As you know, I like to experiment. I like to tune in to various aspects and then see how they feel. Yesterday’s Occultation of Venus had an interesting effect and I wanted to share.
First, there was no way I was going to be able to see it here in Texas. The August sky was flooded with scattered sunlight making the color a very pale blue. On top of that, there were a bunch of clouds. After a few attempts, I could not find the Moon and Venus. If I was back in San Diego with its cooler, drier air and darker, clear sky, I’m sure I would have seen it. Oh well, better luck next time.
Noon UPDATE: Check out this blog post, which contains images of the very beginning of the Occultation:
What I did instead was – sort of – meditate. For those who attended last week’s Tune-up Tuesday, you know what I mean. (BTW – if you’re coming tonight, shoot me an email so I can get a head count.)
In any event, I was very aware of how my emotional body felt. I sort of expected to feel clear emotion, but instead felt a bit of fear and anxiety. As an energetic empath, this fear/anxiety is sort of a catchall sensation. I often feel this before readings or energy work sessions. It’s when I start tapping into someone’s pain (and, of course, some of my own).
So for the full hour of the occultation, I felt this heavy-in-the-chest feeling despite running energy, meditating, and relaxing. I even gave myself a pep talk about how, in that moment, there really was nothing to fear and nothing to feel bad about.
Alas, the best part came right as Venus revealed herself from behind the Moon. Since I couldn’t see it in person, I watched using an iPad app that I have. I could zoom in and knew the exact moment when Venus would show again.
And at that moment, it was as if I heard the word, “Clear!” yelled out to the those around me. A gentle wave of energy washed over me and the heaviness in my heart dissipated. I literally felt like my heart was reset or rebooted. Energy flowed in my veins like blood pumping through after sitting idle for a few minutes. And that’s when I got it.
The occultation of Venus was a reset. The anxiety I felt was from a lack of energy that induced a bit of fear. It’s like when the lights go out and we have that moment wondering if they’ll ever come back on. Once they do, we sigh with relief knowing our food in the fridge won’t go bad and we won’t have to endure a night without A/C. (I am in TX remember where it is over 100 every day now!)
With the blood pumping once again, a feeling of optimism flowed with it. This is a new beginning. My heart was tuned up a tad, opened up a tad, and is now beating just a bit better than before. Talk about priming the pump!
The fear isn’t all gone. Whatever the source, it is lingering in the air and I can feel it. It’s not easy to love again. Loving the first time is a cake-walk. We’re young. We’re hormonal. We find that someone that we want with every cell of our body. When it hurts, it really hurts, but we don’t have any memory or anticipation of it.

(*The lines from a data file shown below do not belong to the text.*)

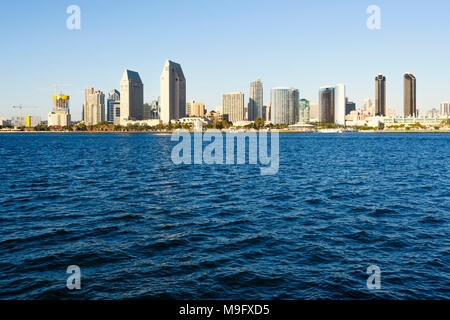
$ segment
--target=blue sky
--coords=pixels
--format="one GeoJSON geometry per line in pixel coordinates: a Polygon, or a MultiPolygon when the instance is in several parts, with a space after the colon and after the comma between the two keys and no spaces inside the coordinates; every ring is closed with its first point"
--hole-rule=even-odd
{"type": "Polygon", "coordinates": [[[119,87],[125,68],[138,71],[145,101],[159,95],[166,59],[180,63],[187,98],[208,109],[222,94],[261,78],[318,100],[318,88],[344,83],[360,105],[374,100],[374,78],[387,78],[388,108],[401,112],[405,72],[417,77],[418,107],[450,100],[450,3],[444,0],[22,0],[0,4],[0,117],[12,105],[41,115],[52,83],[71,84],[79,120],[84,87],[119,87]],[[68,30],[69,5],[81,8],[81,30],[68,30]],[[369,5],[381,8],[381,30],[369,30],[369,5]],[[34,108],[31,108],[34,107],[34,108]]]}

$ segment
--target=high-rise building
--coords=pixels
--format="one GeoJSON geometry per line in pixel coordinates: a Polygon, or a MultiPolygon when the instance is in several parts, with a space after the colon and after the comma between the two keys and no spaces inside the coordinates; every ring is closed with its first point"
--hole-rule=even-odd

But now? After many failures in love? Now we’ve accumulated some fear. We’ve toughened up. We react before something happens.
And now we’re training ourselves out of all of those protections we learned.

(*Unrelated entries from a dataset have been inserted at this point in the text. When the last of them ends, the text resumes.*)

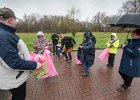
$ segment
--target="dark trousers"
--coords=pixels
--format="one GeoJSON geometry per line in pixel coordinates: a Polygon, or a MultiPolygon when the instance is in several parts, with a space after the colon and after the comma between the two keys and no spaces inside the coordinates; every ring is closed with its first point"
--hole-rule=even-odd
{"type": "Polygon", "coordinates": [[[12,100],[25,100],[26,97],[26,82],[18,88],[9,90],[12,94],[12,100]]]}
{"type": "Polygon", "coordinates": [[[133,77],[130,77],[126,74],[123,74],[119,71],[123,81],[124,81],[124,85],[127,86],[127,87],[130,87],[131,86],[131,83],[132,83],[132,80],[133,80],[133,77]]]}
{"type": "Polygon", "coordinates": [[[57,45],[57,44],[53,44],[53,53],[56,52],[56,45],[57,45]]]}
{"type": "Polygon", "coordinates": [[[71,52],[64,52],[64,56],[67,60],[72,60],[71,52]]]}
{"type": "Polygon", "coordinates": [[[109,53],[108,65],[111,65],[111,66],[113,67],[113,65],[114,65],[114,60],[115,60],[115,54],[109,53]]]}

I’ve been a safe boy for a long time and have decided that it’s not a whole lot of fun. It’s time to be brave, to take off the armor, and to start feeling life heart first. No, I probably won’t jump right into the deep end, but I have entered the water and am headed that way.

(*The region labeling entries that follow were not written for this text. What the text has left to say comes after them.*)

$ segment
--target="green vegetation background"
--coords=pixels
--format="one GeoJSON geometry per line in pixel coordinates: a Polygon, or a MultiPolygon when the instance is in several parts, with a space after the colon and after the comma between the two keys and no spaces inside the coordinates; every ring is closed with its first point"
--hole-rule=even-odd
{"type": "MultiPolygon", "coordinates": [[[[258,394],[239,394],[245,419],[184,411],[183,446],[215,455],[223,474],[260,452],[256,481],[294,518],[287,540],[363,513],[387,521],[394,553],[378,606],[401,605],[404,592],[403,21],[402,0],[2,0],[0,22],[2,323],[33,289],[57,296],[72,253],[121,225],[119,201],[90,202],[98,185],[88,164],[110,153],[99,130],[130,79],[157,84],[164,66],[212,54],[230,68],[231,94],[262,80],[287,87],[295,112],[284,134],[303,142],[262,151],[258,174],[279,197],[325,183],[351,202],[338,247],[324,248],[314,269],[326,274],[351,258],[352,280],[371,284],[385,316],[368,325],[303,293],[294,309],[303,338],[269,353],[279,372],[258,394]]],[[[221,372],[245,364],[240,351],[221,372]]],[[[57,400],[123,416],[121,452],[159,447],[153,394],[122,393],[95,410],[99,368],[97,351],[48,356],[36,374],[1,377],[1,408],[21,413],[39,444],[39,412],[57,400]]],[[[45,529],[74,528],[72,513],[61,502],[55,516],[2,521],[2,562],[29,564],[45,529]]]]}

Know that if you’re a little scared, have a bit of trepidation, are looking for a deeper experience but not sure how to call it in, you are not alone. We each have a unique journey, but we’re all walking right next to each other. These suits of armor have been obstructing our peripheral vision, so we couldn’t see each other, but once you take off that helmet, you’re going to see the rest of us trudging along just like you.
And, by the way, I did make it out early again today to see the trio again. Yesterday, I saw one meteor; today I saw three! It’s kind of hard to not feel optimistic after that, eh?